Some GOP operatives and pro-Trump commentators are trying to blast their way out of this gravity field, pretending they haven’t been there cheering on a modern Know-Nothing populist movement that has destabilized American politics for the past five years. The Trump presidency is dying, but the explosive energy of Trumpism is about to consume what remains of the institutional GOP.
Trump and his family have already signaled that any Republican who publicly opposes efforts to derail the Biden win during today’s joint session of Congress risks a primary challenge two years from now. Such threats are cheap to make, and with this White House all too common, but their self-executing nature makes them important: Trump doesn’t have to organize it or recruit primary candidates; they are just as likely to “bubble up” as Trumpist zealots see a chance to knock off incumbents who weaken themselves by refusing to validate Trump’s electoral fantasies. The problem, of course, is that the capacity to win GOP primaries increasingly bears an inverse relationship to the ability to win a general election outside the most gerrymandered and radicalized Republican districts. If the Republican party is unable to regain a broadly popular governing philosophy, it risks falling into a semi-permanent minority in the same way the California GOP has run aground since the Pete Wilson governorship, gradually surrendering legislative majorities and thereby turning the home of Reagan into a one-party state crumbling under the weight of unchecked liberal orthodoxy.
This state of affairs is the culmination of a big fight that started after the GOP captured the House of Representatives under Newt Gingrich. Since 1995, there has been a continuous, if often low-level, war among Republicans about the best way to build a majority. On one side have been those who argued for more racial and ethnic diversity, à la the 2012 Republican autopsy, along with ideological allowances for members in marginal districts. As recently as November 3, this strategy seemed to bear fruit in the election of a slate of GOP women and minorities to the House. On the other side have been the purists and extremists who insist that strict conformity is the path to a majority, even if that path runs temporarily through a smaller, more ideologically homogeneous minority.

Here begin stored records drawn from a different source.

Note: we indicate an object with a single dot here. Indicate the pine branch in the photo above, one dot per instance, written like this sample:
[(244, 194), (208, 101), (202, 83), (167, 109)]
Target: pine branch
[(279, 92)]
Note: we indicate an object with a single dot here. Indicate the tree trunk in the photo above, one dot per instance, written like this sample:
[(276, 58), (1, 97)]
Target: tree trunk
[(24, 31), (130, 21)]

Trump has truncated the three-decade argument by collapsing all policy into himself and his politics of grievance, up or down, yea or nay. At least half and perhaps more of the party’s rank-and-file concur that Trump himself—not national defense, or social conservatism, or tax rates—is the test of true Republicanism. He has become the red supergiant of Republican politics, burning the planets in his orbit and threatening explosion. A few in the GOP—Sens. Mitt Romney, Susan Collins, Ben Sasse—have, for the moment, pulled against Trump’s perverse gravity while others, like Sens. Josh Hawley and Ted Cruz and a hundred or so GOP House members, have embraced it. The split between the Always-, Sometimes- and Never-Trump factions is likely to destroy the GOP’s electoral position from within.
There’s another thing about supernovae: When a large star explodes, it rapidly builds up new elements, flinging them out into the universe, enabling the formation of new nebulae, asteroids, planets—and even new stars. Whether the conservatism being ejected from the GOP can build new institutions in time to protect American democracy from both populism and one-party rule remains very much in question.